Eder, 54, believes it’s beneficial for students with different types of educational needs to interact with and learn from one another. To advance that goal, she and a co-worker developed the curriculum for a peer leadership program designed to teach students conflict resolution and leadership skills.
General education students and special education students take the New Strides in Leadership program side by side. It has helped build the students’ self-confidence, encouraged them to step up as mentors to others and helped combat bullying behavior, Eder said.
“Some of the students had never come in contact with each other on a social level, so we did activities that built trust,” Eder said.
The program is designed to help the students overcome stereotypes and biases and learn respect instead, she said.
Even people outside of the system have taken notice of the course and what it’s designed to achieve. Organizers of the 15th annual Season for Nonviolence conference at the United Nations invited the students to come and speak at the event this spring. The experience was transformative for them, Eder said.
“They went from not being able to speak to a counterpart to speaking at the United Nations,” Eder said.
Colleagues and students’ families say the course is effective.
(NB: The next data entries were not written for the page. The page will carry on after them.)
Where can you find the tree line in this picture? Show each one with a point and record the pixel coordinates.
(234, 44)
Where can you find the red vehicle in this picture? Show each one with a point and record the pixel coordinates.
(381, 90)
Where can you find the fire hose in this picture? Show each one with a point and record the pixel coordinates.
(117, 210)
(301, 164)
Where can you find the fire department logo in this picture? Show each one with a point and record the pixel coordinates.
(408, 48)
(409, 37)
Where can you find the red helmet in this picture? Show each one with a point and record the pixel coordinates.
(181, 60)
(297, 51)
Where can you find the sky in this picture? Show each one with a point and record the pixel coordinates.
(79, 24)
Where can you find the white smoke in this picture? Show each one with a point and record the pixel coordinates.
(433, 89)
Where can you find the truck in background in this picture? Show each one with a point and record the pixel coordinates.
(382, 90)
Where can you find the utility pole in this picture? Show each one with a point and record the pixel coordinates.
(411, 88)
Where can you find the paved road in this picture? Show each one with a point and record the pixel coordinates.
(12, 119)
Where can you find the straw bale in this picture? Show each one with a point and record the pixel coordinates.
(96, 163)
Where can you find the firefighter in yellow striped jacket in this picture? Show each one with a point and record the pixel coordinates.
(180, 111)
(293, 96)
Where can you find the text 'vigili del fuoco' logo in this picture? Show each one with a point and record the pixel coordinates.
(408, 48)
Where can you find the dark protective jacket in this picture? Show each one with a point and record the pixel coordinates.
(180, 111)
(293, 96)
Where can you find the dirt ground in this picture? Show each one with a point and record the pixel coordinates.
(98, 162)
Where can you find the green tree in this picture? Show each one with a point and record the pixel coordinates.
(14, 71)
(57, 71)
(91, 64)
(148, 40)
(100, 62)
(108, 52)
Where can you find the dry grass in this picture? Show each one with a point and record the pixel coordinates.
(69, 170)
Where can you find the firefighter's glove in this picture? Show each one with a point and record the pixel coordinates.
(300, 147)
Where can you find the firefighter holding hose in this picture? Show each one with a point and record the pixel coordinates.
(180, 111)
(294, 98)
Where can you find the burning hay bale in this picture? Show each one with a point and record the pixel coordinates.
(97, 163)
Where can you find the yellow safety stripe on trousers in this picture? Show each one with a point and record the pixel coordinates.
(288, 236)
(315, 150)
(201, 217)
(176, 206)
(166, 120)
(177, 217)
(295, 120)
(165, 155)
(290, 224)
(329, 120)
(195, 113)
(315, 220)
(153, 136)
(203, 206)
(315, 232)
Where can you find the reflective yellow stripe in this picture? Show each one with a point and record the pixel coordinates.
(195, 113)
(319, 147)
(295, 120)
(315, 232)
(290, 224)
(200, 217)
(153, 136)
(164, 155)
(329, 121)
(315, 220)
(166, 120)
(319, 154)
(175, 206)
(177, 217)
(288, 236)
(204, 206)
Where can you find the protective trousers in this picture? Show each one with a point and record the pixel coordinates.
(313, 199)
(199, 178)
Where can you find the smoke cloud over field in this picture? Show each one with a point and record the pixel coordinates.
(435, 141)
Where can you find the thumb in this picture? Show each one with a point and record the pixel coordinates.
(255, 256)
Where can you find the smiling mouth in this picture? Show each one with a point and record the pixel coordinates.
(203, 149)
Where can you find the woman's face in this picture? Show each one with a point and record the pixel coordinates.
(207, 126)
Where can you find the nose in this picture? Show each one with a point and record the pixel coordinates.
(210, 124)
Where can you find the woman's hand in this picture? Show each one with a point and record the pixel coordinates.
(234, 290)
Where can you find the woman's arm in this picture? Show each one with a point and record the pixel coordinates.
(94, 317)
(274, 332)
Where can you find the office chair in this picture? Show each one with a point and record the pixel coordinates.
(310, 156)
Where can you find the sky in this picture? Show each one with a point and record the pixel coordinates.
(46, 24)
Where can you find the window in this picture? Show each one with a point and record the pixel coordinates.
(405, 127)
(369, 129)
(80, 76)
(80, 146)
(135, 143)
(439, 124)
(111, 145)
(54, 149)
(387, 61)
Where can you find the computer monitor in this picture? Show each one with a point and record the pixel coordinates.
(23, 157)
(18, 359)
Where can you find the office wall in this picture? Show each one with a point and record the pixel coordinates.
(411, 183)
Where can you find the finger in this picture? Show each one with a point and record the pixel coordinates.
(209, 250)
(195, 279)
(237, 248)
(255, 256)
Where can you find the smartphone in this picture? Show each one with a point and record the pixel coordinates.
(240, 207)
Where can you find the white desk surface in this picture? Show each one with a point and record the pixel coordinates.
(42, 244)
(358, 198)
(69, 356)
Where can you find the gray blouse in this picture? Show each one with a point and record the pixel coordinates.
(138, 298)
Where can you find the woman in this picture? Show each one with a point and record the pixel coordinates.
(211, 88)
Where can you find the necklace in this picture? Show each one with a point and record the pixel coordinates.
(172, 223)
Yulya Ostrovskaya’s sister Elizabeth lost her vision two years ago and experienced some related medical problems. “This class is what encouraged my sister to start to slowly participate in school,” Ostrovskaya wrote when nominating Eder for a Blackboard Award.
“This class teaches students how to feel good about themselves, how to resolve conflicts, how to deal with bullying and so much more. My sister really enjoys this class, and I haven’t seen her have a desire for anything the past two years,” she wrote.
Eder said there’s a reason why the course is popular with families: “They’ve never had this experience where their children could be bridged with regular ed students on a level playing field.”
Drawing on her 32 years of experience as an educator, Eder developed the program together with George Anthony, a conflict resolution specialist. Eder earned a B.A. in elementary education from Queens College and a master’s degree from the College of New Rochelle and professional certification in school building leadership.
“Basically, I have always felt that all students should have the right to learn,” Eder said, explaining why she chose special education as a career. “And I thought I’d like to be an advocate for them and teach them as much as I can, so that they can flourish as young adults.”
Eder hopes to see the New Strides in Leadership program spread to other schools. She said the benefits of the program can be seen in mainstream and special needs students alike.
“We became one family and one community, where we embraced love and respect and tolerance,” Eder said.